The revelation that isn't
By Phil Lawler ( bio - articles - email ) | Mar 31, 2009
It's big news. It's in the headlines. It's a hot topic. It's a major revelation. Or is it?
In correspondence recently unearthed as the result of a court order, Father Gerald Fitzgerald, the founder of the Servants of the Paraclete, offers his opinion that priests who abuse children should be permanently barred from ministry. Since Father Fitzgerald founded the Servants of the Paraclete to work with troubled priests, his opinion carried considerable weight. And since the correspondence comes from the 1950, his letters directly contradict the claim that has often been heard during the past several years: that the American bishops had not been warned about the danger that a priest who molest once will probably molest again, even after "successful" treatment.

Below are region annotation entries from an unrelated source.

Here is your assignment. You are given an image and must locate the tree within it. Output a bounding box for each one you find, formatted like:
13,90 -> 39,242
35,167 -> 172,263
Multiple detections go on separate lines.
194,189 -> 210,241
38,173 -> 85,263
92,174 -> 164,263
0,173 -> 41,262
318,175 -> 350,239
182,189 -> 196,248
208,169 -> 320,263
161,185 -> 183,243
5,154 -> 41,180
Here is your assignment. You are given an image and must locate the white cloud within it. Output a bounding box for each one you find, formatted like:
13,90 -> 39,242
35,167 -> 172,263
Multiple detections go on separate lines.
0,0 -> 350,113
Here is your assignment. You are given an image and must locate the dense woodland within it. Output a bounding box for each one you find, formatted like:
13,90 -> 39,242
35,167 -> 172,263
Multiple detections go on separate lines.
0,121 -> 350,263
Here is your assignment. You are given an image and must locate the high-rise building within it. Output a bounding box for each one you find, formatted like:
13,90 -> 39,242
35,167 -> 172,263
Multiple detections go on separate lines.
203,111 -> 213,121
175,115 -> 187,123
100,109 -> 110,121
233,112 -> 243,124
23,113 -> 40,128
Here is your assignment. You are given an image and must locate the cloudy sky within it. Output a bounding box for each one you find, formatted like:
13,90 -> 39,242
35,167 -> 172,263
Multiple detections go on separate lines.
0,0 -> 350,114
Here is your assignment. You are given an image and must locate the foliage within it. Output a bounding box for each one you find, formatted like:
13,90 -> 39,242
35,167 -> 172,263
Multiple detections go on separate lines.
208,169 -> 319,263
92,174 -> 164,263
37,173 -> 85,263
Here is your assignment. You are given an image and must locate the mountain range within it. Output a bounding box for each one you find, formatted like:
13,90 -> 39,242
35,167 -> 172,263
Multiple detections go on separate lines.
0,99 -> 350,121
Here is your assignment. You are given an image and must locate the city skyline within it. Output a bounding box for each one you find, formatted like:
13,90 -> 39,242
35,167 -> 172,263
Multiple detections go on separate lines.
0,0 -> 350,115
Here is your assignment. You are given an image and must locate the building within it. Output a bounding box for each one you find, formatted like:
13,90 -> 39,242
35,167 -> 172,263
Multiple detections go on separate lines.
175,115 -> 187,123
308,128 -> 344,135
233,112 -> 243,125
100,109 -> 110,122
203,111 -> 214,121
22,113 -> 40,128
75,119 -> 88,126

This is an important story, to be sure. But it's not a new one. Although some of his correspondence had been kept under wraps until now, Father Fitzgerald's views were no secret. You can find them discussed in (among other places) my book The Faithful Departed (page 138, to be precise), which was published just over one year ago.
The point here is that the American bishops received excellent expert advice in the 1950s, and chose not to follow it in later years. It's not that Church leaders never knew how to deal with this problem; they did know, and then forgot. The "learning curve" had a negative slope.